Nosso próprio entendimento das situações que enfrentamos é baseado em “conceitos de senso comum” amplos e intuitivos sobre como o mundo funciona e os objetivos, motivos e comportamento provável de outros seres vivos, especialmente de outras pessoas. Além disso, nossa compreensão do mundo é baseada em nossas habilidades básicas
para generalizar o que sabemos, formar conceitos abstratos e fazer analogias - em suma, adaptar nossos conceitos de maneira flexível a novas situações. Por décadas, os pesquisadores experimentaram ensinar à IA o senso comum intuitivo e as habilidades humanas sustentáveis para generalizar, mas pouco progresso foi feito nessa questão muito difícil.

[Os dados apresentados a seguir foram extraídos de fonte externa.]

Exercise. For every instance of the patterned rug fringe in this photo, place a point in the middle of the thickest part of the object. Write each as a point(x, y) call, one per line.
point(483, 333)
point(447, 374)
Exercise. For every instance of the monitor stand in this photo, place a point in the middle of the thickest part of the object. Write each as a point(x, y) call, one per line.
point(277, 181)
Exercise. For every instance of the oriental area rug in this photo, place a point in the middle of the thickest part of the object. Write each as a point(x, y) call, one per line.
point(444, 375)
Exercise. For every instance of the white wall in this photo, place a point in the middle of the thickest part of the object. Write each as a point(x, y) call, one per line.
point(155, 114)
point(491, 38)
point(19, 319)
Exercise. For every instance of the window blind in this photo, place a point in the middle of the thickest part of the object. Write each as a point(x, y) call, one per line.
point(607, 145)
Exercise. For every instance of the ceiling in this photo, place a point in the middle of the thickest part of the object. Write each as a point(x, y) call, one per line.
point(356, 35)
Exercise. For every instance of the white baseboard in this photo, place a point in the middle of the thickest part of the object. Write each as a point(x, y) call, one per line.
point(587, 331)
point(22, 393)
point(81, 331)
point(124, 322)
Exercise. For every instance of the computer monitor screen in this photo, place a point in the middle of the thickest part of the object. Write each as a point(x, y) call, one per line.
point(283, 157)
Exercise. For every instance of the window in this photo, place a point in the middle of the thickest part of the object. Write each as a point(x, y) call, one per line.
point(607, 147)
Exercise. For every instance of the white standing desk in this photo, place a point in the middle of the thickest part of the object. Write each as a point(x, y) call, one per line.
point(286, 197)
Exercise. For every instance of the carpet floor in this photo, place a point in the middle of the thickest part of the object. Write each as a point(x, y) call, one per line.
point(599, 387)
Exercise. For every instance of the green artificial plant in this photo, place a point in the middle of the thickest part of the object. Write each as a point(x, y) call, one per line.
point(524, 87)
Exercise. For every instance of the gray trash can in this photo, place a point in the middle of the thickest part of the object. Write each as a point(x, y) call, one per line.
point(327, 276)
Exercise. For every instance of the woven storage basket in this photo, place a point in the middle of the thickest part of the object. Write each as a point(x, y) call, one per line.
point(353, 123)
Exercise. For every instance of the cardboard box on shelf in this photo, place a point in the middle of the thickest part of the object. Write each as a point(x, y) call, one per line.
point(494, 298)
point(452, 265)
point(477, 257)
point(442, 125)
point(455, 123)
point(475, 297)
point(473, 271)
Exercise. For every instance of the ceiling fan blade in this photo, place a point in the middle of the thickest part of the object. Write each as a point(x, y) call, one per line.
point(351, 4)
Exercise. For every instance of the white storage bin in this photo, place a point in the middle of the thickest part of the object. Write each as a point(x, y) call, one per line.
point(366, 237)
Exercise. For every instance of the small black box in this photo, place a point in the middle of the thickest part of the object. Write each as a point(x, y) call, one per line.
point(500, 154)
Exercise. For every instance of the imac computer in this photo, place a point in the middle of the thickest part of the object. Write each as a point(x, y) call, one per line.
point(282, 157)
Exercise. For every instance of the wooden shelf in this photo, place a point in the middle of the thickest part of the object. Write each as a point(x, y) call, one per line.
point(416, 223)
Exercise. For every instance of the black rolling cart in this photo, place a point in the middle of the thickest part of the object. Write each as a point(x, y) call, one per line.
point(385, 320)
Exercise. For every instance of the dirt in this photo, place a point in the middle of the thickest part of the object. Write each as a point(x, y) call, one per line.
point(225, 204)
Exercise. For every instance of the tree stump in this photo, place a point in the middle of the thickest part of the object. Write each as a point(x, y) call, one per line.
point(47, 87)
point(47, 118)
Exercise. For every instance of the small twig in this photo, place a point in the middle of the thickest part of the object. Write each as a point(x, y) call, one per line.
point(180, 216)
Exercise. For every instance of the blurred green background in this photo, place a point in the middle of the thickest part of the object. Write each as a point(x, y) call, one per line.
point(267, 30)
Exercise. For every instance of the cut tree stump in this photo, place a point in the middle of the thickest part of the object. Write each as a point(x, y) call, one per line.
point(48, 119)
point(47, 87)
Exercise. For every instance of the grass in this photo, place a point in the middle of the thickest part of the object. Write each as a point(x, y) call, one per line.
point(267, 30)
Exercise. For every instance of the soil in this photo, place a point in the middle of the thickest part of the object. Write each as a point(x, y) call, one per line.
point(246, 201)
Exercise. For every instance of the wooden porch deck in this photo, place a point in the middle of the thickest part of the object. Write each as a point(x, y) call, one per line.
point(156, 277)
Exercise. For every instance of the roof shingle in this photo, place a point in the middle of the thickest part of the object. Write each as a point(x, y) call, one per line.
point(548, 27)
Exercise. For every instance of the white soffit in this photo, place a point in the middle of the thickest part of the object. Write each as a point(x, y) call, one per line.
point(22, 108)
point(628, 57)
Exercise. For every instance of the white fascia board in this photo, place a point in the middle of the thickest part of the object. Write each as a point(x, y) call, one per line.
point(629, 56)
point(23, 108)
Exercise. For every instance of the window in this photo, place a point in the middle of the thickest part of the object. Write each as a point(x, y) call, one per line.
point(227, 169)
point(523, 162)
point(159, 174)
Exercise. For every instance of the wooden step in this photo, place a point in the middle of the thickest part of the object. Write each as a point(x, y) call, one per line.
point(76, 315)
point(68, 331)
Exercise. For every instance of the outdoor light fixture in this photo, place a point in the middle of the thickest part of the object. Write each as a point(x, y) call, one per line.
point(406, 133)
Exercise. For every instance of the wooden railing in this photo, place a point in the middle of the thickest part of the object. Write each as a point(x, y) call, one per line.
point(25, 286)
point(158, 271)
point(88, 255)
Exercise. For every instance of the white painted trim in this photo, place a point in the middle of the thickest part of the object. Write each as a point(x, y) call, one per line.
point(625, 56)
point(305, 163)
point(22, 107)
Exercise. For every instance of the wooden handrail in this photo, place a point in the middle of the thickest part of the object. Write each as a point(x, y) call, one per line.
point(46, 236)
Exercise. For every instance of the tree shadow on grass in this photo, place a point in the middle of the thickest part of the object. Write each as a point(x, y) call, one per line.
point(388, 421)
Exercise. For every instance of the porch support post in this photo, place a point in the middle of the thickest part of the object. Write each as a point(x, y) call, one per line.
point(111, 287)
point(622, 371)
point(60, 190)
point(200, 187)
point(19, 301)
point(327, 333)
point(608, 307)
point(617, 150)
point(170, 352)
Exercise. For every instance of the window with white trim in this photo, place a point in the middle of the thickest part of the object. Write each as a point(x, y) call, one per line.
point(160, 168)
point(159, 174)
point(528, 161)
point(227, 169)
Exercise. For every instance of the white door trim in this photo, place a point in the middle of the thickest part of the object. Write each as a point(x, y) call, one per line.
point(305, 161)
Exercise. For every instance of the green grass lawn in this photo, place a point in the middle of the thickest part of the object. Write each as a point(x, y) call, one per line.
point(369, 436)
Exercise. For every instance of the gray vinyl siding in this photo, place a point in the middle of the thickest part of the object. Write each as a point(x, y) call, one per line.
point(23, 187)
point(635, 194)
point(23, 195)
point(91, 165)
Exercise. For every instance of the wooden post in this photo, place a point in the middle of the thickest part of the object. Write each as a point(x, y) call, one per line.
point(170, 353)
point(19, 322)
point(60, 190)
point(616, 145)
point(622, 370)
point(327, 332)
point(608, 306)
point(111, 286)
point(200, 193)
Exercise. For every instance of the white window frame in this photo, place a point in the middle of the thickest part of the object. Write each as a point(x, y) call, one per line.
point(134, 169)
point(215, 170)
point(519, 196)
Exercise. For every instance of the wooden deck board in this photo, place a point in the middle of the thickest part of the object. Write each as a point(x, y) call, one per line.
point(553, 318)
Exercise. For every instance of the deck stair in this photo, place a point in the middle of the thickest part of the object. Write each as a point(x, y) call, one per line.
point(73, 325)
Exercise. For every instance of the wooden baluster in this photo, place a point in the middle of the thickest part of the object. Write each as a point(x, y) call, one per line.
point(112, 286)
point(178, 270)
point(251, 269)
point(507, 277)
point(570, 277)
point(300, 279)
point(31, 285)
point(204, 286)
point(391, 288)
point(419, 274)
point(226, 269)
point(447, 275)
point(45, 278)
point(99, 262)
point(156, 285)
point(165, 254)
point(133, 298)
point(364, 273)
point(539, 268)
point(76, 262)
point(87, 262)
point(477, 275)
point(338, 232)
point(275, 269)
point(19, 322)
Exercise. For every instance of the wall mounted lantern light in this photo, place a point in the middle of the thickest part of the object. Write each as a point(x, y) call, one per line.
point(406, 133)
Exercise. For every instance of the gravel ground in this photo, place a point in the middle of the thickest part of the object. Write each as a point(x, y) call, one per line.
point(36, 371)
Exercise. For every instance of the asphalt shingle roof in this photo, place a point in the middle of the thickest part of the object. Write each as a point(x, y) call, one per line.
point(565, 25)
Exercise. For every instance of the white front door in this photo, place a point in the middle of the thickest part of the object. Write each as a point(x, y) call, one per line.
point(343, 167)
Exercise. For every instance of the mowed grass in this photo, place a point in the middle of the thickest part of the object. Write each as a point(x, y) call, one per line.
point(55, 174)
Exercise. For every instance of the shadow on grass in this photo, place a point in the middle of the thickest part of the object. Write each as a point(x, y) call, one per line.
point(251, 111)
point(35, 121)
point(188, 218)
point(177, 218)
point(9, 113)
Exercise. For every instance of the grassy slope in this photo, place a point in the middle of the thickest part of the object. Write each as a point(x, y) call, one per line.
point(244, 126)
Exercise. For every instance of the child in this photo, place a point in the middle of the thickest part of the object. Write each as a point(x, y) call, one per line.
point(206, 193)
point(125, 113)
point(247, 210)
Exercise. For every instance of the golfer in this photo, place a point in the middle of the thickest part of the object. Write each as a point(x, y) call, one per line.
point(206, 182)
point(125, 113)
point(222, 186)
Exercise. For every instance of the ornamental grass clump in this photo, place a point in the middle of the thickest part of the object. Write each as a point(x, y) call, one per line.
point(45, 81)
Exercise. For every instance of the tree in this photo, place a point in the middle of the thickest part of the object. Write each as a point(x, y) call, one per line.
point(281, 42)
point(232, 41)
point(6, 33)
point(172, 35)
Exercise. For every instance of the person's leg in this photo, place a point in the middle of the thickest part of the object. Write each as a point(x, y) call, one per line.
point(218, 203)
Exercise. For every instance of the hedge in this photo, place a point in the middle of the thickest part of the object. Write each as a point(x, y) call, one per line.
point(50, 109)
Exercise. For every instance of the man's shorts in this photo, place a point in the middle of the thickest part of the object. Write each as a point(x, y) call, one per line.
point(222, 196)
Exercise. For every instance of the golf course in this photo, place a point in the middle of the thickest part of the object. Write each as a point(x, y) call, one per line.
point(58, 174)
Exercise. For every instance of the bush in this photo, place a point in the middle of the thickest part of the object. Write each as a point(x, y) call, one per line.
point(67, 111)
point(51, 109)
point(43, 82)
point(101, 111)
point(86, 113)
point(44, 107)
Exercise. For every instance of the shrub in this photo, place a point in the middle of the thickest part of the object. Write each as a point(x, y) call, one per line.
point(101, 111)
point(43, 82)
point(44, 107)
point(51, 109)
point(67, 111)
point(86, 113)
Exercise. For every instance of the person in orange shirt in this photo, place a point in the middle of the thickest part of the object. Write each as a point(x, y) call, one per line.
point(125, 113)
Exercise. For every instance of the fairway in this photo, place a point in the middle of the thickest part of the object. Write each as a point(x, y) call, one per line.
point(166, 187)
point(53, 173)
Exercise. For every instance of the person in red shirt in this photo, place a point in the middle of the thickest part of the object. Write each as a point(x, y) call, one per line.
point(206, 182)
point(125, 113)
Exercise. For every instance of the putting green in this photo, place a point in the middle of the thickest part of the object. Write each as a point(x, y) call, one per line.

Programas de IA com falta de bom senso e outros aspectos-chave da compreensão humana são cada vez mais implantados em aplicativos do mundo real. Enquanto algumas pessoas se preocupam com a "superinteligência" da IA, o aspecto mais perigoso da IA é que confiamos demais e damos muita autonomia a esses sistemas sem estar totalmente ciente de suas limitações. Como observou o pesquisador Pedro Domingos em seu livro, “The Main Algorithm”:
“As pessoas temem que os computadores se tornem muito inteligentes e dominem o mundo, mas o verdadeiro problema é que eles são muito estúpidos e já o adotaram” .
A corrida de comercialização da IA exerceu enorme pressão sobre os pesquisadores para criar sistemas que funcionam "razoavelmente bem" em tarefas limitadas. Mas, em última análise, o objetivo de desenvolver uma IA
confiável exige um estudo mais profundo de nossas próprias habilidades notáveis e uma nova compreensão dos mecanismos cognitivos que nós mesmos usamos para entender de maneira confiável o mundo ao nosso redor. A superação da barreira para a compreensão da IA provavelmente dará um passo atrás - desde redes e conjuntos de dados cada vez maiores até as raízes da indústria como uma ciência interdisciplinar que estuda o problema científico mais complexo: a natureza da inteligência.